Tag Archives: machine learning

AI for M&E: Should you take the leap?

By Nick Gold

In Hollywood, the promise of artificial intelligence is all the rage. Who wouldn’t want a technology that adds the magic of AI to smarter computers for an instant solution to tedious, time-intensive problems? With artificial intelligence, anyone with abundant rich media assets can easily churn out more revenue or cut costs, while simplifying operations … or so we’re told.

If you attended IBC, you probably already heard the pitch: “It’s an ‘easy’ button that’s simple to add to the workflow and foolproof to operate, turning your massive amounts of uncategorized footage into metadata.”

But should you take the leap? Before you sign on the dotted line, take a closer look at the technology behind AI and what it can — and can’t — do for you.

First, it’s important to understand the bigger picture of artificial intelligence in today’s marketplace. Taking unstructured data and generating relevant metadata from it is something that other industries have been doing for some time. In fact, many of the tools we embrace today started off in other industries. But unlike banking, finance or healthcare, our industry prioritizes creativity, which is why we have always shied away from tools that automate. The idea that we can rely on the same technology as a hedge fund manager just doesn’t sit well with many people in our industry, and for good reason.

Nick Gold talks AI for a UCLA Annex panel.

In the media and entertainment industry, we’re looking for various types of metadata that could include a transcript of spoken words, important events within a period of time or information about the production (e.g., people, location, props), and currently there’s no single machine-learning algorithm that will solve for all these types of metadata parameters. For that reason, the best starting point is to define your problems and identify which machine learning tools may be able to solve them. Expecting to parse reams of untagged, uncategorized and unstructured media data is unrealistic until you know what you’re looking for.

What works for M&E?
AI has become pretty good at solving some specific problems for our industry. Speech-to-text is one of them. With AI, extracting data from a generally accurate transcription offers an automated solution that saves time. However, it’s important to note that AI tools still have limitations. An AI tool, known as “sentiment analysis,” could theoretically look for the emotional undertones described in spoken word, but it first requires another tool to generate a transcript for analysis.
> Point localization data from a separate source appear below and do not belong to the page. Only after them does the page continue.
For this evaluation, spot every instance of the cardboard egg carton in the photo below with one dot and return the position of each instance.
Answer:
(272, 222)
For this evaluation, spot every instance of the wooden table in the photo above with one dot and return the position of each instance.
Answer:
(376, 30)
But no matter how good the algorithms are, they won’t give you the qualitative data that a human observer would provide, such as the emotions expressed through body language. They won’t tell you the facial expressions of the people being spoken to, or the tone of voice, pacing and volume level of the speaker, or what is conveyed by a sarcastic tone or a wry expression. There are sentiment analysis engines that try to do this, but breaking down the components ensures the parameters you need will be addressed and solved.
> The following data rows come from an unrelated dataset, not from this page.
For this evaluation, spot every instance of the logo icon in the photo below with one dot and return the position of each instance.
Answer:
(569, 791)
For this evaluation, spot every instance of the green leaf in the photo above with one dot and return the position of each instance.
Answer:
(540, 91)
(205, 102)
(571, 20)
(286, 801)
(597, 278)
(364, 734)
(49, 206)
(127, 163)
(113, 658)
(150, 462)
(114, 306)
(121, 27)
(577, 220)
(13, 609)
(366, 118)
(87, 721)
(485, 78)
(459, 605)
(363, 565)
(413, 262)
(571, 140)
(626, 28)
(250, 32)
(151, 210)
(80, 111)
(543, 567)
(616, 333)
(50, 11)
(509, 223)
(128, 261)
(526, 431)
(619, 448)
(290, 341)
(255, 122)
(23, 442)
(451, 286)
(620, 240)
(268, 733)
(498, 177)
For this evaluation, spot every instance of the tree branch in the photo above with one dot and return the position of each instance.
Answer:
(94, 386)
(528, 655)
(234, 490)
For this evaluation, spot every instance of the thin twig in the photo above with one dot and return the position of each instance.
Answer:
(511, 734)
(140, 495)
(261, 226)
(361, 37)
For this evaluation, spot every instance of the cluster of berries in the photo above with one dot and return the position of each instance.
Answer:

Another task at which machine learning has progressed significantly is logo recognition. Certain engines are good at finding, for example, all the images with a Coke logo in 10,000 hours of video. That’s impressive and quite useful, but it’s another story if you want to also find footage of two people drinking what are clearly Coke-shaped bottles where the logo is obscured. That’s because machine-learning engines tend to have a narrow focus, which goes back to the need to define very specifically what you hope to get from it.

There are a bevy of algorithms and engines out there. If you license a service that will find a specific logo, then you haven’t solved your problem for finding objects that represent the product as well. Even with the right engine, you’ve got to think about how this information fits in your pipeline, and there are a lot of workflow questions to be explored.

Let’s say you’ve generated speech-to-text with audio media, but have you figured out how someone can search the results? There are several options. Sometimes vendors have their own front end for searching. Others may offer an export option from one engine into a MAM that you either already have on-premise or plan to purchase. There are also vendors that don’t provide machine learning themselves but act as a third-party service organizing the engines.

It’s important to remember that none of these AI solutions are accurate all the time. You might get a nudity detection filter, for example, but these vendors rely on probabilistic results. If having one nude image slip through is a huge problem for your company, then machine learning alone isn’t the right solution for you. It’s important to understand whether occasional inaccuracies will be acceptable or deal breakers for your company. Testing samples of your core content in different scenarios for which you need to solve becomes another crucial step. And many vendors are happy to test footage in their systems.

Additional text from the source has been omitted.